I got the medication situation sorted eventually. I had to speak a lot to the receptionist at the doctor’s surgery before I discovered I could just go to the pharmacist and get the prescription made up without the out of stock clomipramine. I apparently I misunderstood when they said that they could not give me half a prescription; they meant they could not give half a prescription and let me take the form to get the other half elsewhere, but just giving me half and having them keep the form is fine.I wish I had known that yesterday. I struggled to make myself understood. I think the receptionist probably thought I was stupid or just being difficult. I feel stupid.
However, as I couldn’t get all of the clomipramine 10mg tablets yesterday, I wanted to book an appointment for when I get back from New York in case they don’t have any clomipramine at all, in which case I will run out shortly after returning. I can cancel nearer the time if the pharmacist does get the remaining clomipramine in stock. However, the online booking doesn’t have any appointments and I don’t dare to phone again. I’m not sure what to do about that.
I feel sluggish. I went to bed late because I was doing holiday stuff (I’ve been going to bed around 2.00am most nights since leaving my job, locked in to a nocturnal sleep pattern of oversleeping, cramming stuff into the afternoon and evening (job hunting, clearing out the flat and finding space for stuff in my room, organising the holiday), going to bed late and oversleeping again.
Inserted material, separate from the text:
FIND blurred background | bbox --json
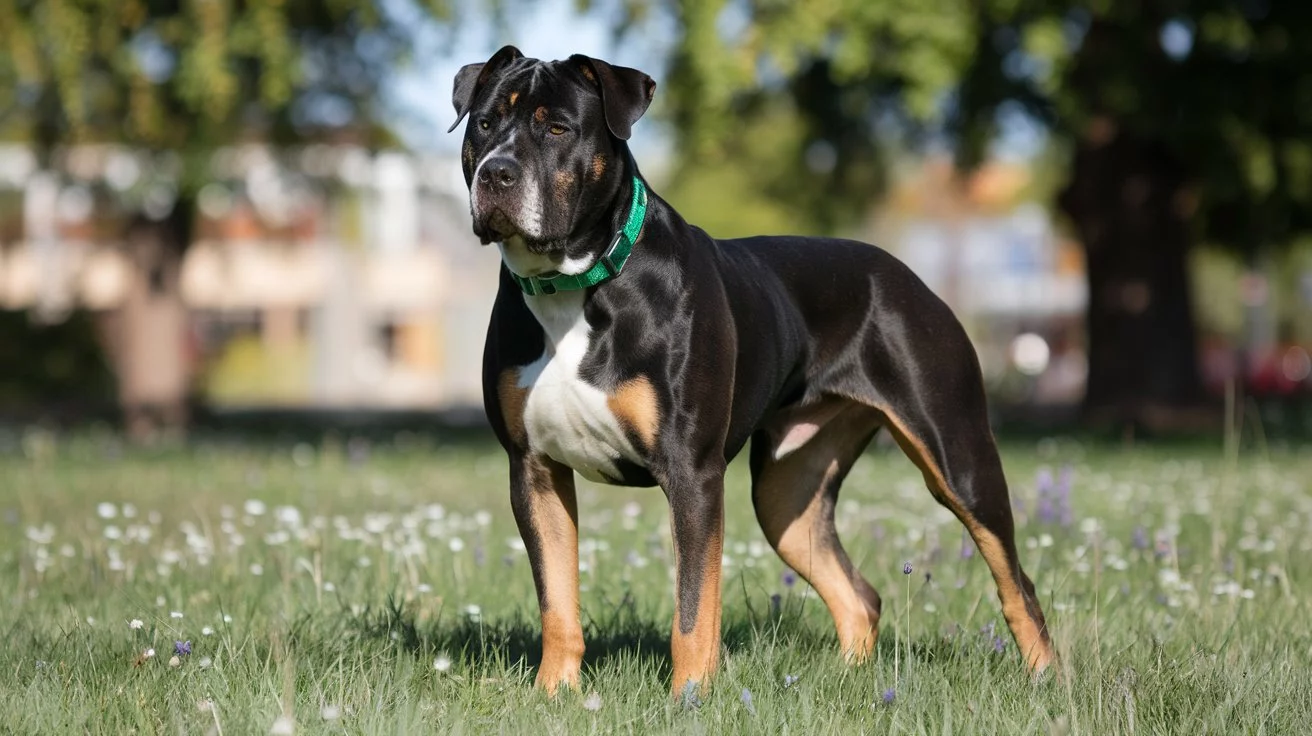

I got up at at 8.30 to speak to the doctor’s receptionist, but I feel asleep again for a couple of hours afterwards.
I also feel anxious about my holiday, and lonely again, the latter perhaps triggered partly by writing an email to a (non-Jewish) friend alluding to my issues with the Orthodox community, saying that while I’ve been praying for her fertility issues to be resolved, I’m probably not the best advocate a person could have right now. I feel such a freak in the frum (religious Orthdox Jewish) world. I feel I had my one chance of getting married and being happy and I lost it, not by doing anything wrong, but by just being me, that the things that made me attractive to E. were the flipside of the coin of the the things that made her end the relationship. I feel like Frankenstein’s monster, like I disgust and horrify my Creator so much that He refuses to make me a mate and allow me to breed.
I just want my holiday to be over if nothing else, except that the holiday being over brings a load of other scary things in its train, including my interview with a careers advisor, the possible return of the medication issue and the build up to Rosh Hashanah and Yom Kippur (Jewish New Year and Day of Atonement) with all the soul searching and self-criticism that entails, as if I don’t do that enough the whole year round…
I feel that I can’t cope. Not just with my holiday, with my life. I feel, not suicidal, but I don’t want to be here. That there was a cosmic mistake and I should never have been born. That I’ll never be happy in this world or the next, whatever I do. That I won’t have any share in Olam HaBa (the next world), that after I die, my soul will feel guilty for all the bad things it’s done (which amounts to feeling guilty for almost everything I’ve ever done) and then I just won’t exist any more. I’m glad Judaism doesn’t believe in eternal damnation. I’m kind of looking forward to not existing, because at least I won’t be miserable and lonely any more.
I don’t even know why I’m posting this, it’s just rubbish and I’ve written it a million times before.